タレントや政治家などの発言の一部を切り取り「この人はこんなひどいことを言っている」と宣伝し、それを見た人はその発言の意図も前後の流れもなしにそこだけを見て「こいつは悪い奴だ!」と、思うだけならまだしも、他の人にそれを拡散する。
自分の不完全さを棚に置いて、他人の不完全さは許さない。
ほぼ毎日のように見聞きします。
”そりゃ人間ですし間違いはあるわな”という考えが通用しない今の時代、
この歌詞を読んで考えさせられました。
この世界はイン・パーフェクト(不完全)なのに、他人にパーフェクトを要求してもはじまらないわと。
そうなんです、この世の中って誰も予想できないし、操作もできない。もしかしたら明日心筋梗塞で倒れるかもしれない、宝くじに当たって数億円を手にするかもしれない、自分自身のことでさえわからない。

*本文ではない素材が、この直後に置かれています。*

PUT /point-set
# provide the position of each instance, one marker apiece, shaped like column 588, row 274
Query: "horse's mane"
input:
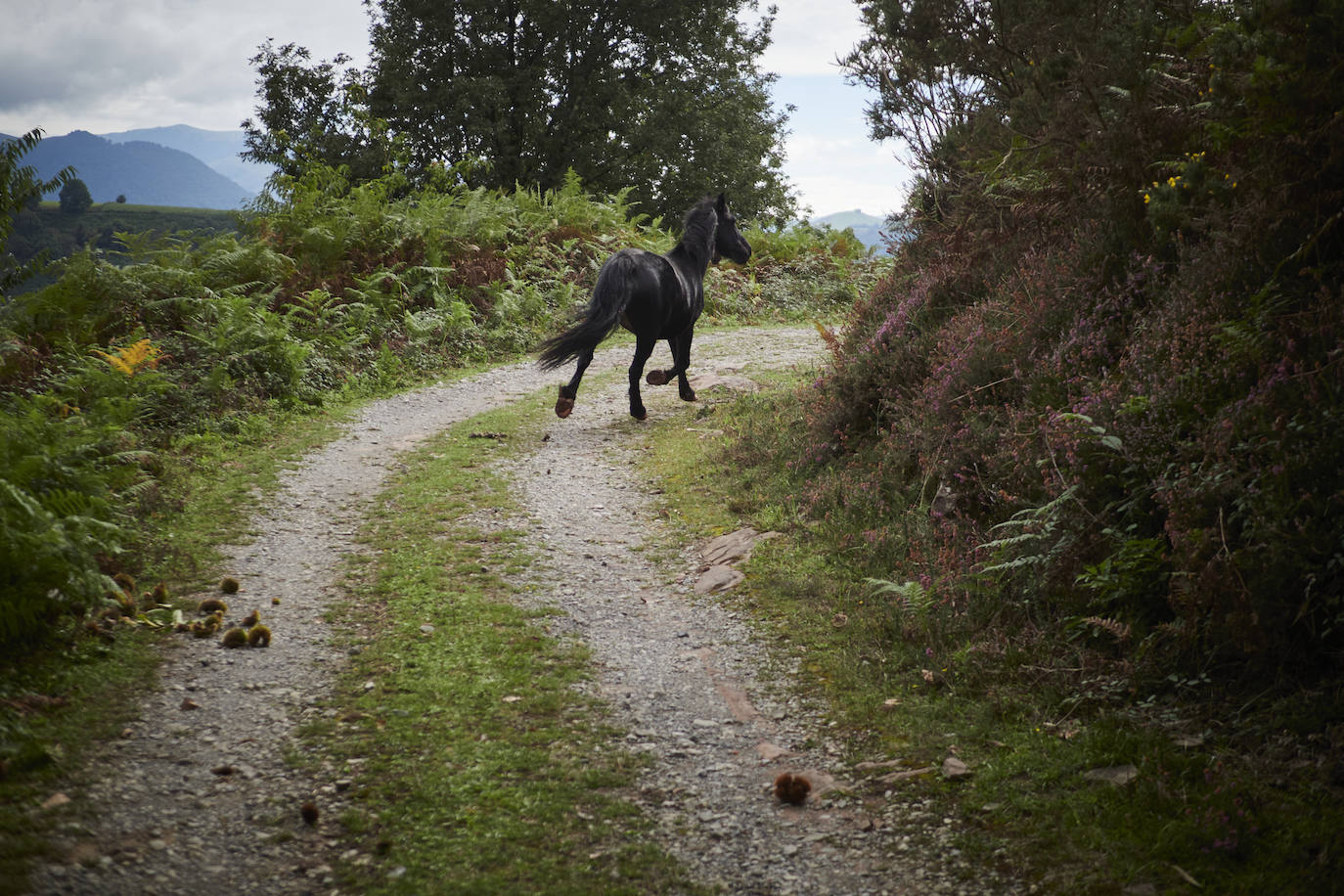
column 699, row 225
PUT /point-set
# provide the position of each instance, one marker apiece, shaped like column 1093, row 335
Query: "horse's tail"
column 610, row 295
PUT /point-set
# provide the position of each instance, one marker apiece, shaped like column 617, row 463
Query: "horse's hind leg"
column 643, row 348
column 570, row 391
column 682, row 356
column 680, row 347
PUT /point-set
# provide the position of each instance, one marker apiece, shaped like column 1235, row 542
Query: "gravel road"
column 195, row 795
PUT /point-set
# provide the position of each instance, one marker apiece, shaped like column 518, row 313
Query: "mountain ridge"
column 144, row 172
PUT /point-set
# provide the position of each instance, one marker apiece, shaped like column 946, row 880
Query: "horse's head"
column 728, row 242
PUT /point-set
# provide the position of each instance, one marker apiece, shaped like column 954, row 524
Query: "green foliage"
column 668, row 103
column 67, row 471
column 19, row 190
column 75, row 198
column 1113, row 338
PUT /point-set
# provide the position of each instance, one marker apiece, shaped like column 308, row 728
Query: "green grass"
column 1235, row 802
column 60, row 700
column 482, row 769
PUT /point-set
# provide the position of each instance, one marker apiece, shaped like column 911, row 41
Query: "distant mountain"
column 221, row 150
column 146, row 173
column 870, row 229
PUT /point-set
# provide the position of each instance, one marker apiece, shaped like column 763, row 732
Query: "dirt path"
column 197, row 797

不完全、不確実なものなのですね。それをどこかで理解しているのに、他人のそれが許せない。
100円のものを買うのに1,000円札を出したら899円でもなく901円でもなく、きちんとおつりは900円、というのは完璧でなくてはなりませんが、おつりの渡し方が気に食わないとか、普通500円玉と100円玉で渡すものだろ、とか文句を言っても、「お客さん、この世の中はそんな完璧じゃないのよ」と言いたくなります。
この世の中がパーフェクトじゃないのに、そこだけ完璧さを求められても困ります、と言って相手が「それもそうだな」と思えるようになれば、この世の中もっと穏やかに暮らせるようになるのではないでしょうか?
昭和の人間はこのやり取りが暗黙の了承だったように思えます。
ふと思い出した歌ですが、カレンの美しい歌声が今の時代の私たちに呼びかけているように思えてなりません。
そんな大袈裟なことなんじゃないの、これは恋の歌なのよ、おっしゃるかとは思いますけど。